Cerita Pelarian Kitina, Ibu Dua Anak Korban Perang di Mimika

Kamis, 28 Juli 2016 – 05:58 WIB
Nyonya Kitina Wenda menunjukkan surat-surat berharga miliknya yang tersisa, ketika berada di pengungsian Gereja GIDI Getsemani, Rabu (27/7). Foto: Eleuterius Leisubun/Radar Timika

jpnn.com - PERANG selalu memakan korban. Sedih, pilu, seperti yang dirasakan para korban konflik antarwarga di Kwamki Narama, Mimika, Papua, yang sudah berlangsung sekira tiga bulan ini. Seperti apa penderitaan mereka?

Eleuterius Leisubun/Radar Timika

BACA JUGA: Sudirman Said: Terima Kasih Atas 21 Bulan, 27 Oktober-27 Juli

Kitina Wenda tidak akan pernah mampu melupakan kejadian yang menimpa diri dan keluarganya. Kitina adalah salah seorang warga Kwamki Narama yang tak mau terlibat konflik atau mau berperang dengan sesamanya. 

Jantungnya tetap berdetak kencang, sebab kejadian itu datang bak angin yang tiba dengan cepat. Namun meninggalkan bekas luka di batin keluarganya. 

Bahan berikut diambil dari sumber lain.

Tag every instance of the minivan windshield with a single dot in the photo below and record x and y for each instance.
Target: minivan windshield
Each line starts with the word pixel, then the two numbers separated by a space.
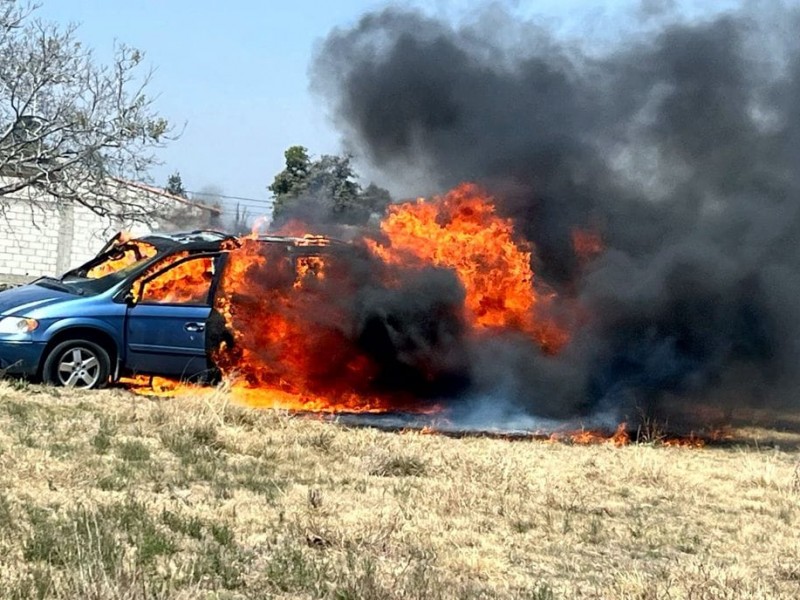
pixel 106 270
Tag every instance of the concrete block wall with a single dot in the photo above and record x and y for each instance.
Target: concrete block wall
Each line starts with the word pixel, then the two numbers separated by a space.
pixel 29 238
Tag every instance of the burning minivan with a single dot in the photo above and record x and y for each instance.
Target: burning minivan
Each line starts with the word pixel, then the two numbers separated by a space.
pixel 141 306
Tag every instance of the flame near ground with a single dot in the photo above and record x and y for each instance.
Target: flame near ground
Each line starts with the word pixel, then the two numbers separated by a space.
pixel 380 329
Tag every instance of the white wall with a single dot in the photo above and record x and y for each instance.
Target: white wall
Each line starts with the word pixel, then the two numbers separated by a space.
pixel 43 239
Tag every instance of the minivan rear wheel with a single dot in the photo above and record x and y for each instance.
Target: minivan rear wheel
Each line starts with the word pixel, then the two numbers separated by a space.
pixel 77 364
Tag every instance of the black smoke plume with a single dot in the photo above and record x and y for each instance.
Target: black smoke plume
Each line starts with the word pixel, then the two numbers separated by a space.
pixel 680 143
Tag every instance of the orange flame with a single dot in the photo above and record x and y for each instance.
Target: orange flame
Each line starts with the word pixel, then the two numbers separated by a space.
pixel 461 231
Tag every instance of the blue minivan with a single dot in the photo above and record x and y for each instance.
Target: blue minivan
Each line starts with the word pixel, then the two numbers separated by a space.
pixel 100 321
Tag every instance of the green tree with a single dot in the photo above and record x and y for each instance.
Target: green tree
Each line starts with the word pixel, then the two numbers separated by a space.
pixel 324 189
pixel 175 185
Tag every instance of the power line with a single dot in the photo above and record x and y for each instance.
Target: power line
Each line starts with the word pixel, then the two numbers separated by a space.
pixel 215 194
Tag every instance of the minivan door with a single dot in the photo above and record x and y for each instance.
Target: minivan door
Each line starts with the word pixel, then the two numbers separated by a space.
pixel 166 322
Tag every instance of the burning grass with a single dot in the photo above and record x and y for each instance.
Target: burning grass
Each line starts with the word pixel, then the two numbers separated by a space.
pixel 110 495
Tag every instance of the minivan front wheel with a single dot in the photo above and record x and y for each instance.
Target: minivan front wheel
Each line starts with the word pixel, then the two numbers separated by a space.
pixel 78 364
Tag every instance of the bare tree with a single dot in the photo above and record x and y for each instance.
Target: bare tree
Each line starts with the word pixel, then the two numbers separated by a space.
pixel 71 128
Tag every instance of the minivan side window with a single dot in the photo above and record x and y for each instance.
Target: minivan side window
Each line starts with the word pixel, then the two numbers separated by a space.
pixel 188 282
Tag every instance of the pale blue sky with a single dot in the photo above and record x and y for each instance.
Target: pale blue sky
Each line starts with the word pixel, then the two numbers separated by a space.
pixel 236 72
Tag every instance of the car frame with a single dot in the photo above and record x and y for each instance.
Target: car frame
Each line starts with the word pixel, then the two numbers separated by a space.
pixel 81 332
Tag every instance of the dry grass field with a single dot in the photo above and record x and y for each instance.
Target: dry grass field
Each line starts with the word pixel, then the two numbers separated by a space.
pixel 109 495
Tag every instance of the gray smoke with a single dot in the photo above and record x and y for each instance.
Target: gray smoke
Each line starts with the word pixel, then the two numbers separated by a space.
pixel 680 144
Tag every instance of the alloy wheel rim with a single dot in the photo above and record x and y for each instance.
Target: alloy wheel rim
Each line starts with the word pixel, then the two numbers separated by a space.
pixel 78 368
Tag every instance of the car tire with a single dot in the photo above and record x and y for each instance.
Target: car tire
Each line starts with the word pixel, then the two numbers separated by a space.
pixel 79 364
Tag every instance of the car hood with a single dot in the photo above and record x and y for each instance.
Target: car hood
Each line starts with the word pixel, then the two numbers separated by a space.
pixel 21 300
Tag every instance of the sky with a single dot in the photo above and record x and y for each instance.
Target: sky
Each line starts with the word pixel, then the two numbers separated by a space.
pixel 233 76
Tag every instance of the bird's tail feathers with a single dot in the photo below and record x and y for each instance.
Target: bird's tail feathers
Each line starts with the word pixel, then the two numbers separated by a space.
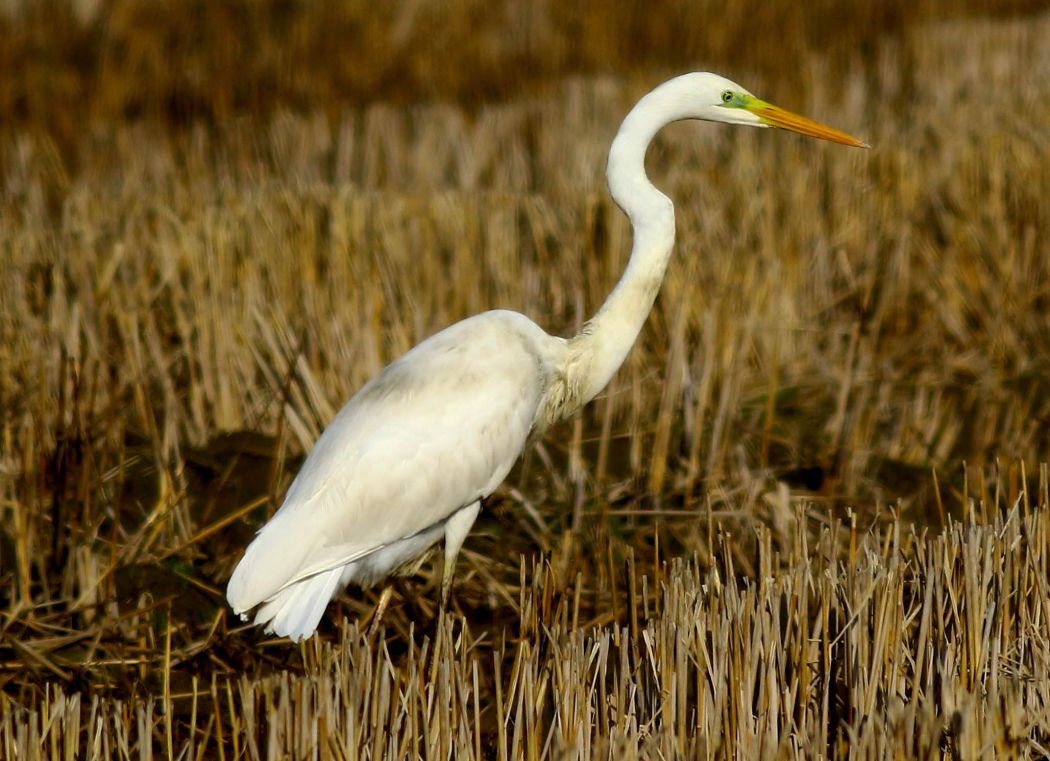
pixel 295 611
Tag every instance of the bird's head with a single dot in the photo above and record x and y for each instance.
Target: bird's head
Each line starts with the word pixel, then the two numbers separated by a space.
pixel 712 98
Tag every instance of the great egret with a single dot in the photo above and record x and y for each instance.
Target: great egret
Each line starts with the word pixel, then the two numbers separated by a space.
pixel 412 455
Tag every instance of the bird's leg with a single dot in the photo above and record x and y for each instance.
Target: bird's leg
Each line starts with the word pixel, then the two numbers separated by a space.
pixel 377 615
pixel 457 528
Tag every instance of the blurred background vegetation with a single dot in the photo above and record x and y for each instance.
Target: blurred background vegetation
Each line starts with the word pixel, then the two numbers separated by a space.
pixel 218 219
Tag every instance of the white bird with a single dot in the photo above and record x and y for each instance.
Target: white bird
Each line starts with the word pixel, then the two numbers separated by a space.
pixel 408 459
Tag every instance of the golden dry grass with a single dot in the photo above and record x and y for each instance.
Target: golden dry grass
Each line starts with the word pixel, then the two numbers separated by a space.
pixel 204 259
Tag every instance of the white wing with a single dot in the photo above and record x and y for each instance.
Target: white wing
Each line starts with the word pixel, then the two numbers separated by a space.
pixel 434 431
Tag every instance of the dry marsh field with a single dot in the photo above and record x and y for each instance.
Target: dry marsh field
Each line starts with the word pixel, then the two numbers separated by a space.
pixel 809 518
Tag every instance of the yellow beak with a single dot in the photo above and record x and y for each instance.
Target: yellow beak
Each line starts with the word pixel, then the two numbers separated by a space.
pixel 776 117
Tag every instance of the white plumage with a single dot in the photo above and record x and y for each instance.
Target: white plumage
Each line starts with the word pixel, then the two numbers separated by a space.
pixel 406 462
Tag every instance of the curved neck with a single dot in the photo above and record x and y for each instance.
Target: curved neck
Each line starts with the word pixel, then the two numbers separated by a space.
pixel 601 347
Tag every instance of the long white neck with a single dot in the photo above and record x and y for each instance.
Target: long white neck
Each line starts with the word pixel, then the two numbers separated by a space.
pixel 597 352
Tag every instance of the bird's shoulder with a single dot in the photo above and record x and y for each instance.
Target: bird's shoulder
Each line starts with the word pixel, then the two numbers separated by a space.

BACA JUGA: Namanya La Susah, Ingin Hadir saat Anaknya Diwisuda

Ketika musuh datang, mereka hanya berteduh di dalam rumah sebagai tempat yang paling aman. Meski hati mereka terus berdebar dan memaksa tubuhnya untuk segera beranjak dan tinggalkan rumah mereka. 

Dengan pakaian yang melekat di badan, Kitina dan kedua anaknya, harus melarikan diri setelah membuka pintu belakang dan menuju ke hutan. 

BACA JUGA: Yepi Rogoh Kantong Sendiri, Ciptakan Kincir Listrik untuk Masyarakat

Sebelum kejadian penyerangan pagi itu, Kitina sedang berada di dalam rumah dan hendak membuat sarapan bagi kedua anaknya. Tiba-tiba ada teriakan “Musuh Datang”. Meski teriakan dalam bahasa daerah itu sudah terdengar sejak subuh, namun dirinya tidak berani keluar rumah, sebab masih gelap. Dirinya hanya pasrah dan bertahan di dalam rumahnya yang berlantai tanah itu.

“Pagi-pagi itu kami belum sempat sarapan, mereka (musuh) sudah datang dan kami langsung lari. Hanya ijazah dan surat-surat yang bisa diselamatkan. Kami lari ke hutan,” ujar wanita paruh baya ini kepada Radar Timika.  

Dengan raut wajah yang lesu di bawah panasnya terik sinar matahari, ibu dua anak ini dengan seksama membuka helai demi helai kertas yang terselip di dalam map berwarna kuning. “Hanya ini yang kami selamatkan, sama anak anak,” ujarnya terdengar sedih. 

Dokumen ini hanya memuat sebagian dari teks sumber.